Hektoen International

A Journal of Medical Humanities

Jean Racine (1639–1699), tragedian of body and soul

Portrait of Jean Racine. 1800. Engraving by Augustin de Saint-Aubin. Public domain. Via the Metropolitan Museum of Art.

In the second half of the seventeenth century, Jean Racine established himself as one of the two most accomplished composers of tragedy in the French language. Sharing this distinction with the earlier Piere Corneille, he drew his subjects mainly from mythology and Roman history, describing historical events and relating classical stories.  He was raised after his parents died by the Jansenist community at Port-Royal and learned in his youth that man is frail and destined to suffer, that disease is everywhere and treatment largely ineffective. In his plays he skillfully exposed and dramatized the emotional vulnerabilities and destructive passions that can affect body and mind in a most dramatic and tragic manner. The accounts of his own life indicate that he himself experienced several depressive episodes. He died in 1699 from liver disease or cancer.

The characters in his plays suffer from overwhelming passions that affect them as if they were medical illnesses. In Phèdre (1677), the queen’s forbidden love for her stepson leads to fever and delirium. Her body burns, “her veins are on fire”, and her passion has turned into a physical sickness that erases her free will. The modern interpretation of her all-consuming desire would identify this as a psychosomatic illness or psychiatric disorder that damages both physical and mental health.

The characters in Andromaque (1667) also express their intense romantic feelings and jealous emotions through descriptions of burning fevers and unending restlessness. Pyrrhus, Hermione, and Orestes behave as if afflicted by contagion, transmitting their destructive passion to one another like an epidemic. The characters’ actions lead to violent outcomes that mirror the natural course of untreated mental illness. In Bérénice (1670), the toxic nature of love also appears as a destructive force that penetrates through reason to cause complete domination. In Racine’s time, people described their suffering as though they were poisoned or had an incurable illness because they believed physical and mental diseases stemmed from unbalanced humors.

Through his tragic works, Racine shows how human bodies break down when subjected to excessive stress. Stage directions of fainting, trembling, tears, and pallor appear frequently to create dramatic effects that show how intense emotions affect the human body.
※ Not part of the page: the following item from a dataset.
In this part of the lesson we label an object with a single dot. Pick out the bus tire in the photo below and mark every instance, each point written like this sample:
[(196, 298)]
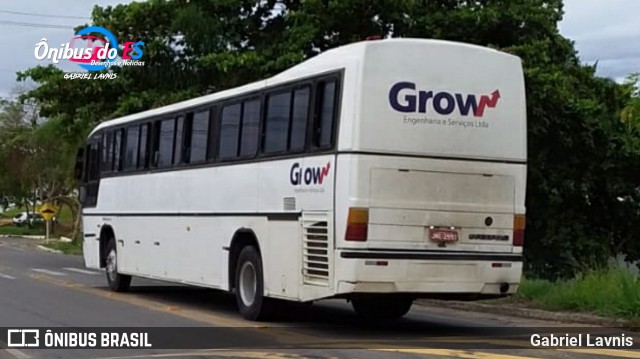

The members of the audience who watched these characters may have experienced therapeutic relief through emotional rebalancing, which served as a form of medical-psychological treatment.

The Jansenist beliefs of the time emphasized that humans cannot overcome their inherent weaknesses through their own efforts and that divine grace remains the only path to salvation. The characters in Athalie (1691) demonstrate that human intervention fails against divine will, just as the medical efforts of that time focused on treating symptoms rather than curing diseases. Jean Racine’s dramatic works illustrate how passion can lead to mental and physical diseases, and how the human body remains vulnerable to physical as well as emotional and threats. Through his tragic masterpieces, he demonstrates how literature and medicine share as profound a connection as between human emotions and physical health.